Prove that that the inverse to a map is unique.

Question

I'm reading Conceptual Mathematics: An Introduction to Categories by Schanuel and so far, it's only mentioned one method of showing that two maps $f$ and $g$ are equal and that is by showing that if for every point $a:1 \to A$, $f \circ a = g \circ a$, then $f = g$. Then I am asked to show that if two functions $g: B \to A$ and $k: B \to A$ are inverses to a function $f: A \to B$, then $g = k$.

So far, all I have is that if $g$ and $k$ are both inverses to $f$, then $f \circ g = f \circ k = \mathbf 1_A$ and $g \circ f = k \circ f = \mathbf 1_B$, however this doesn't seem to help very much. I'm wondering, can I say that because I know that Dom(g) = Dom(k) $\land$ Codomain(g) = Codomain (k) $\land$ $f \circ g = f \circ k$ that it must be the case that g = k?

Answer 1

The argument you propose does not hold in general.

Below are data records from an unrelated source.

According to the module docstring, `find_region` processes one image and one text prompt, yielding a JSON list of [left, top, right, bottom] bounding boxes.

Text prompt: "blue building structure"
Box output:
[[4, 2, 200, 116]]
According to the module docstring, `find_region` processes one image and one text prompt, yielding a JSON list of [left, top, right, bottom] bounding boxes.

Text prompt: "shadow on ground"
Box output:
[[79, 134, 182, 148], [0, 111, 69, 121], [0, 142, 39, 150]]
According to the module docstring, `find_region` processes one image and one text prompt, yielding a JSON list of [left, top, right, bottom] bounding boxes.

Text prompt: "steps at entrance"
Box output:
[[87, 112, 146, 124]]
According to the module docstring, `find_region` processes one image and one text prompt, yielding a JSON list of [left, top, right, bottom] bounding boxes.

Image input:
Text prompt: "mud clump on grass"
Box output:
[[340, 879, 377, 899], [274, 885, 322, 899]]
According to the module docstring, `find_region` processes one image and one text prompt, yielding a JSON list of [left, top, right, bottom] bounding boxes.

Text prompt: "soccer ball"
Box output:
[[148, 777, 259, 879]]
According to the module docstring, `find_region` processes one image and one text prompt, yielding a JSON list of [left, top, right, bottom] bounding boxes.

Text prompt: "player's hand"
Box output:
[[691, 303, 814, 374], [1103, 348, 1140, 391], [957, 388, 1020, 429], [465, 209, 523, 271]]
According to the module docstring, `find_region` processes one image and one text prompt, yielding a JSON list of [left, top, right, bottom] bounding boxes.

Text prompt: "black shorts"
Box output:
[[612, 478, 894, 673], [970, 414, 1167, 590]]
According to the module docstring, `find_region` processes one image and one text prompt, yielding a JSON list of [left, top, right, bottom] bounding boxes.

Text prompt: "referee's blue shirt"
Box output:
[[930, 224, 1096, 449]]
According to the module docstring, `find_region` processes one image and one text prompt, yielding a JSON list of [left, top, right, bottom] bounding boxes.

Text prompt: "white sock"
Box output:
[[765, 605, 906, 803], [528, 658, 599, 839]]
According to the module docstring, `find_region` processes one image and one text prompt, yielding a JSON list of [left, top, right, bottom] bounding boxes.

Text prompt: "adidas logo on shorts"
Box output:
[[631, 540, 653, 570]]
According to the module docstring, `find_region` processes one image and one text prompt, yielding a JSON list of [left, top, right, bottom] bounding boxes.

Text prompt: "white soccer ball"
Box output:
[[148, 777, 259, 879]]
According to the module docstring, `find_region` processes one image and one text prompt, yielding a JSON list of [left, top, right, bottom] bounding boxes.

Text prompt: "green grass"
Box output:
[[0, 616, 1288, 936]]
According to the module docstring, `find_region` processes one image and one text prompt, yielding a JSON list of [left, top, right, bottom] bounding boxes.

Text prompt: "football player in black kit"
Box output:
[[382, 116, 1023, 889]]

We say $f$ is a monomorphism if $f\circ g=f\circ k$ implies $g=k$ for any (valid) $g,k$. In the case where $f$ is an isomorphism, then $f$ is a monomorphism, which can be shown by the following:

Since $f\circ g=f\circ k$, we must have $$g\circ(f\circ g)=g\circ(f\circ k),$$ and by associativity this is $$\mathbf{1}_B\circ g=(g\circ f)\circ g=(g\circ f)\circ k=\mathbf{1}_B\circ k,$$ hence $g=k$..